My opinion for what it is worth. I am not convinced the square tip wing, or extended wing, actually makes a difference. To the best of my knowledge no one has ever done a comparison. The whole reason I had those wings is that I intended to try to do a comparison evaluation. The problem is no one (to my knowledge) has changed out ONLY the wings (ie one variable) and done a serious flight test evaluation. The same airframe has never had both sets of wings. In every case an airplane is built, then the owner/builder lauds the performance of the square tip wing with no true comparative data. He is comparing it to a completely different airplane.
The only way to find out if there is a performance difference is to fly the exact airframe with both sets of wings, controlling the variables as much as possible, and doing a controlled flight test. Not just flying it around and saying "it flies better".
I do not know which wing is better and frankly I do not believe anyone else does either. It is just another Alaska "old wives tale" until properly tested.
My opinion only
Bill
Bill,
I flew a Super Cub with extended wings and droop tips, stock flaps and ailerons for several years at work. Floats much of the year, wheels the rest.
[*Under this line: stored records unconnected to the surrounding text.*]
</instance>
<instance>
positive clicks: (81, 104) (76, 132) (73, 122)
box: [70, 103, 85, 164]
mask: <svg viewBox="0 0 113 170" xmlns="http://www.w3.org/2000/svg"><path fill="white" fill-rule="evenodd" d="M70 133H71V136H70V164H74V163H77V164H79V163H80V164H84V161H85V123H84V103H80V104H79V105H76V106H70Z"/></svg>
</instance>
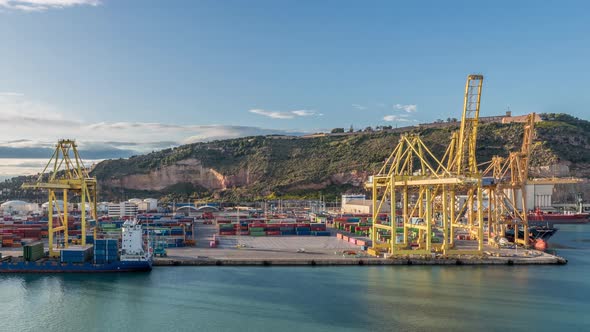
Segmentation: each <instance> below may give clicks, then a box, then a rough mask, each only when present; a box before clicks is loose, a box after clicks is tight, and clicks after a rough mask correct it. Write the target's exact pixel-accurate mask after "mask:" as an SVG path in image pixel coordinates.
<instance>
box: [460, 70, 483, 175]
mask: <svg viewBox="0 0 590 332" xmlns="http://www.w3.org/2000/svg"><path fill="white" fill-rule="evenodd" d="M482 85H483V75H473V74H472V75H469V76H467V83H465V99H464V102H463V115H462V117H461V128H460V129H459V137H458V138H457V142H456V144H457V149H456V150H455V158H454V162H453V165H454V170H455V172H456V173H457V174H464V173H469V174H475V173H477V160H476V158H475V150H476V148H477V126H478V124H479V104H480V100H481V89H482Z"/></svg>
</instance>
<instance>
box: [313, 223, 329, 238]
mask: <svg viewBox="0 0 590 332" xmlns="http://www.w3.org/2000/svg"><path fill="white" fill-rule="evenodd" d="M309 228H310V229H311V235H315V236H330V232H329V231H327V230H326V224H320V223H316V224H310V225H309Z"/></svg>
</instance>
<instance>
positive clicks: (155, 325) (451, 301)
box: [0, 225, 590, 332]
mask: <svg viewBox="0 0 590 332" xmlns="http://www.w3.org/2000/svg"><path fill="white" fill-rule="evenodd" d="M559 228H560V230H559V232H558V233H557V234H556V235H555V236H554V237H553V238H552V242H553V245H554V246H555V247H558V249H557V250H558V253H559V254H560V255H562V256H564V257H566V258H567V259H568V260H569V264H568V265H565V266H540V267H539V266H537V267H519V266H514V267H509V266H502V267H466V266H450V267H420V266H397V267H316V268H312V267H297V268H290V267H255V268H248V267H246V268H244V267H235V268H234V267H176V268H171V267H168V268H166V267H163V268H155V269H154V270H153V271H152V272H151V273H149V274H107V275H45V276H42V275H12V276H10V275H0V305H1V306H0V331H41V330H43V331H83V330H86V331H125V330H127V331H280V332H288V331H306V332H310V331H335V330H338V331H433V330H445V331H465V330H472V331H476V330H477V331H514V330H519V331H555V330H557V329H560V330H562V331H590V313H589V312H588V311H589V310H590V306H589V304H590V225H579V226H574V225H565V226H560V227H559Z"/></svg>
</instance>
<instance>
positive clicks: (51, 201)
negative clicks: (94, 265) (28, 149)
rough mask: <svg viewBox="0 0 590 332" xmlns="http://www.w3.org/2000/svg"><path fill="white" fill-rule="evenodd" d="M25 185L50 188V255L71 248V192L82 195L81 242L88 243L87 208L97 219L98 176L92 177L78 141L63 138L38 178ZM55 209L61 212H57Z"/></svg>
mask: <svg viewBox="0 0 590 332" xmlns="http://www.w3.org/2000/svg"><path fill="white" fill-rule="evenodd" d="M22 187H23V188H26V189H46V190H47V191H48V193H49V195H48V197H49V200H48V203H49V206H48V207H47V212H48V237H49V255H50V256H53V257H55V256H59V254H60V252H59V250H60V248H67V247H68V242H69V241H68V240H69V236H68V199H69V195H70V194H74V195H79V196H80V202H79V210H80V215H81V217H80V221H81V228H82V236H81V244H82V245H86V229H87V227H86V226H87V225H86V223H87V221H88V218H87V215H86V213H87V212H86V208H87V207H89V208H90V217H91V218H92V219H93V220H95V221H96V198H97V191H96V179H95V178H92V177H90V176H89V174H88V170H87V169H86V167H84V164H83V162H82V159H81V158H80V155H79V154H78V149H77V145H76V142H75V141H74V140H70V139H62V140H59V141H58V142H57V145H56V147H55V150H54V152H53V155H52V156H51V159H49V162H48V163H47V165H45V168H44V169H43V171H42V172H41V173H40V175H39V177H38V178H37V181H36V182H35V183H26V184H23V186H22ZM60 194H61V195H62V197H63V207H60V206H59V204H58V197H59V195H60ZM54 209H55V211H57V215H54ZM62 210H63V211H62ZM94 236H95V237H96V228H94Z"/></svg>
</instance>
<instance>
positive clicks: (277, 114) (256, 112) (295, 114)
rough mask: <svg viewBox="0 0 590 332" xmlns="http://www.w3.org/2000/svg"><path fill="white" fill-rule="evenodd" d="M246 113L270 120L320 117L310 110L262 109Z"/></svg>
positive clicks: (257, 109)
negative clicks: (272, 110)
mask: <svg viewBox="0 0 590 332" xmlns="http://www.w3.org/2000/svg"><path fill="white" fill-rule="evenodd" d="M248 112H250V113H254V114H258V115H262V116H266V117H269V118H272V119H294V118H296V117H305V116H321V115H322V114H321V113H316V112H314V111H310V110H295V111H285V112H279V111H267V110H263V109H251V110H249V111H248Z"/></svg>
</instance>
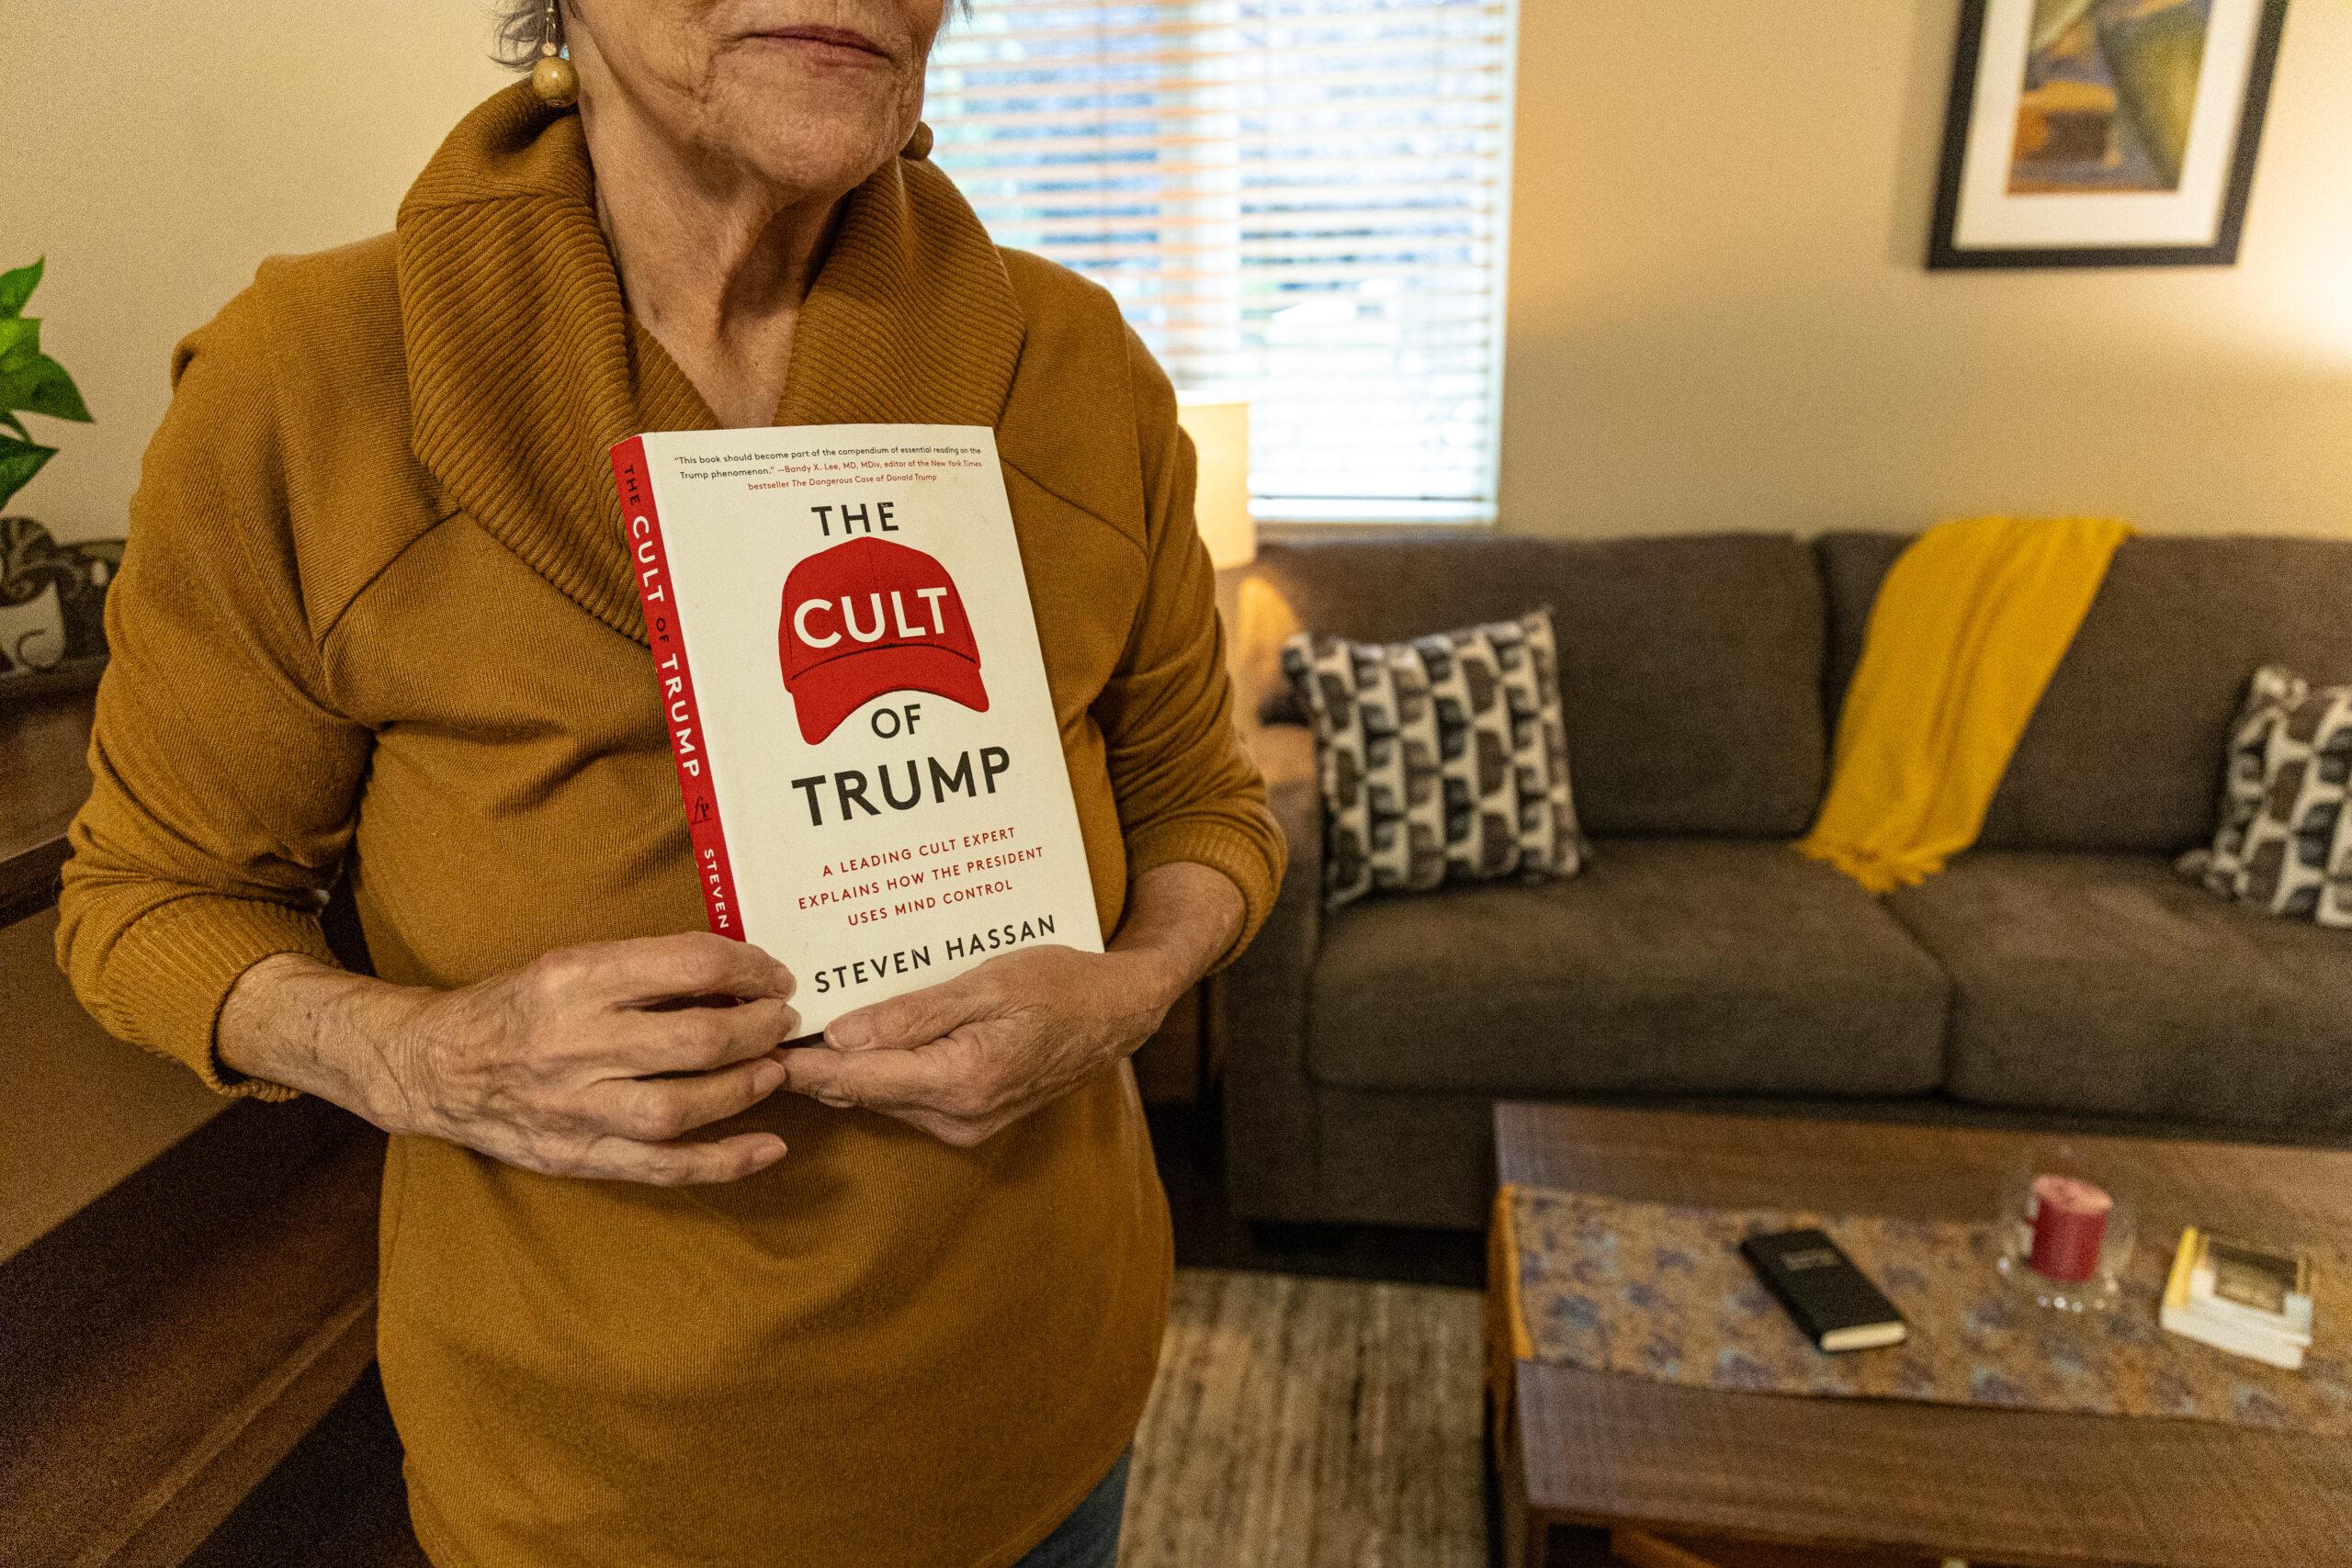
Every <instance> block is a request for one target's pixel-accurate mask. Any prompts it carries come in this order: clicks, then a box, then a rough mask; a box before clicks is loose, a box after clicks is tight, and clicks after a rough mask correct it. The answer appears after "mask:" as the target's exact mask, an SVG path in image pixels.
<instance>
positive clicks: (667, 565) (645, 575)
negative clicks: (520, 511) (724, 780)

Ran engine past tbo, and plane received a factory reman O-320. The next year, Maintenance had me bring it to ANC for recover in fall. Management wanted to get rid of the extended wings, and I didn’t argue, so a new set of wings were installed on the plane. To the best of my recollection, nothing else was done to the plane during recover. This was a 1969 plane, bought new by FWS and never wrecked.
I flew that plane, with stock wings, for about another year, mostly on floats.
There were two notable differences in that aircraft: First, it took a notably longer distance to get off the water, when heavy. The lake I operated off was narrow, so easy to see difference. No scientific tests done, but takeoff distance increased by over 100 feet, at least, and maybe more. Second, the airplane, with extended wings and original aileron location had very poor roll authority. I flew that thing in a lot of turbulence, and after a while, you realized the stick didn’t do much. With stock wings, roll authority was much better, very noticeable.
About the same time, a friend had his SC rebuilt, also on floats. His wings were extended, but ailerons were moved to the tips, and flaps extended. It too had an O-320. I flew that plane some, and it performed on takeoff very close to the plane I flew when it had long wings. But, and this was a big but, it had roll control. I was wishing we’d kept the long wings and done the aileron/flap mods.
Im not a test pilot, by any stretch of the imagination, but I flew that plane, day to day, working it, in all sorts of loads and missions, with a lot of low level maneuvering flight. I much preferred flying the stock wing to the long wings, with stock ailerons, even though takeoff performance clearly suffered. At the time, we were operating these aircraft as “Public Aircraft”, and our outfit “suggested” using 2050 GW. In fact, we operated some heavier than that.
I never did a comparison of takeoff distances on wheels, but I don’t think the long wings really helped performance much on wheels. Roll authority still sucked, though.
Floatplane performance really benefits from two things: wing and thrust. Talk to anyone who’s flying a Skywagon with Wing X on floats.
Again, totally unscientific observations….take them for what they’re worth.